Thanks to NetGalley and Thomas & Mercer for providing an eARC in exchange for an honest review.
Release Date: November 22nd, 2016
Synopsis: Nick and Tasha are a couple held together by their five-year-old daughter. Until one ordinary morning, when Ellie vanishes amid the chaos of the school run.
Nick knows she can’t have gone far on her own, which can only mean one thing: she’s not on her own. Who would take his daughter, and why? With no motive and no leads, Nick is thrown into a tailspin of suspicion and guilt. Like Tasha, he doesn’t know what to think, or who to trust…
But then someone starts doing the thinking for him. Confronted with an impossible choice, Nick will have to make a decision, and both options will leave him with blood on his hands. But perhaps that’s to be expected.

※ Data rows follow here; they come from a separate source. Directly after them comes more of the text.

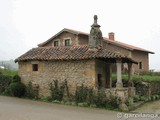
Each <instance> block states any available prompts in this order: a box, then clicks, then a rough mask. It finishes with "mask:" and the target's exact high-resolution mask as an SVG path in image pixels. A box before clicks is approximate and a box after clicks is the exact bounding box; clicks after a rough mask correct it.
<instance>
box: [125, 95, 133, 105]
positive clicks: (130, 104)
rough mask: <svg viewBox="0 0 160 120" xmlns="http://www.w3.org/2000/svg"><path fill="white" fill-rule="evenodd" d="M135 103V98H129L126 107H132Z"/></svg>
mask: <svg viewBox="0 0 160 120" xmlns="http://www.w3.org/2000/svg"><path fill="white" fill-rule="evenodd" d="M133 102H134V100H133V98H131V97H130V98H128V99H127V100H126V102H125V103H126V105H128V106H131V105H132V104H133Z"/></svg>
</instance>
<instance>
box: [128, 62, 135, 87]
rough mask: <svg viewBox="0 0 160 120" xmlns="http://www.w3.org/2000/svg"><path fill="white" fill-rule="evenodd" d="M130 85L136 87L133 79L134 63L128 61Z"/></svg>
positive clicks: (128, 83)
mask: <svg viewBox="0 0 160 120" xmlns="http://www.w3.org/2000/svg"><path fill="white" fill-rule="evenodd" d="M128 87H134V84H133V80H132V63H128Z"/></svg>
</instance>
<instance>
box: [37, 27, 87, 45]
mask: <svg viewBox="0 0 160 120" xmlns="http://www.w3.org/2000/svg"><path fill="white" fill-rule="evenodd" d="M63 32H69V33H72V34H75V35H80V34H81V35H87V36H88V35H89V34H87V33H84V32H80V31H76V30H71V29H67V28H64V29H63V30H61V31H60V32H58V33H57V34H55V35H54V36H52V37H51V38H49V39H48V40H46V41H45V42H43V43H40V44H38V46H39V47H43V46H44V45H45V44H47V43H48V42H50V41H51V40H53V39H54V38H56V37H57V36H59V35H60V34H62V33H63Z"/></svg>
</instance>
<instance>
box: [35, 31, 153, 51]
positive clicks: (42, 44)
mask: <svg viewBox="0 0 160 120" xmlns="http://www.w3.org/2000/svg"><path fill="white" fill-rule="evenodd" d="M63 32H69V33H72V34H75V35H86V36H89V34H88V33H85V32H81V31H77V30H72V29H68V28H64V29H62V30H61V31H60V32H58V33H57V34H55V35H54V36H53V37H51V38H50V39H48V40H47V41H45V42H43V43H40V44H38V46H39V47H43V46H44V45H45V44H46V43H48V42H50V41H51V40H53V39H54V38H55V37H57V36H58V35H60V34H61V33H63ZM103 41H104V42H106V43H110V44H113V45H116V46H118V47H122V48H125V49H128V50H131V51H133V50H137V51H142V52H147V53H152V54H154V52H151V51H149V50H145V49H143V48H140V47H136V46H133V45H129V44H126V43H122V42H119V41H116V40H110V39H108V38H106V37H103Z"/></svg>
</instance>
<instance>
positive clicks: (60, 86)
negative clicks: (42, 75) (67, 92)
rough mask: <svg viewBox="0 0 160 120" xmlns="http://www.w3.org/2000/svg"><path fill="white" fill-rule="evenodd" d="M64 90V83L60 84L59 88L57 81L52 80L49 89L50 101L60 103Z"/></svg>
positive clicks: (55, 80)
mask: <svg viewBox="0 0 160 120" xmlns="http://www.w3.org/2000/svg"><path fill="white" fill-rule="evenodd" d="M64 88H65V84H64V83H62V84H61V85H60V86H59V84H58V80H53V83H51V87H50V90H51V97H52V100H58V101H62V100H63V95H64Z"/></svg>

After all, Nick’s not as blameless as he seems.
When I read the synopsis for Her Last Tomorrow, it reminded me a little of two of my favorite thriller/suspense authors: Linwood Barclay, and Harlan Coben. Unfortunately despite a terrific premise, I don’t feel it’s a well-written book and I was left feeling frustrated and disappointed at the end. The story is easy to follow and is basically divided into three parts: Nick’s daughter Amy goes missing; Nick has to choose between saving his little girl or killing his wife, Tasha; and Nick miraculously discovers the identity of the killer. That’s it. Game over. The plot was extremely rushed, and there was basically no character development whatsoever. I will say I had no clue as to who the villain was, but it turned out that he was such a minor player, I had completely forgotten him. All I can really say is that I was left wanting more. More character development, a more substantive storyline, and more suspense. The best I can say about Her Last Tomorrow is that it’s a quick read and I finished it under two hours. Other than that though, I think there are plenty of more satisfying books out there in terms of psychological suspense. As always when giving a poor review, I encourage you to check out some other reviews, especially on Goodreads where there seems to be a mix of love it or hate it feelings toward it.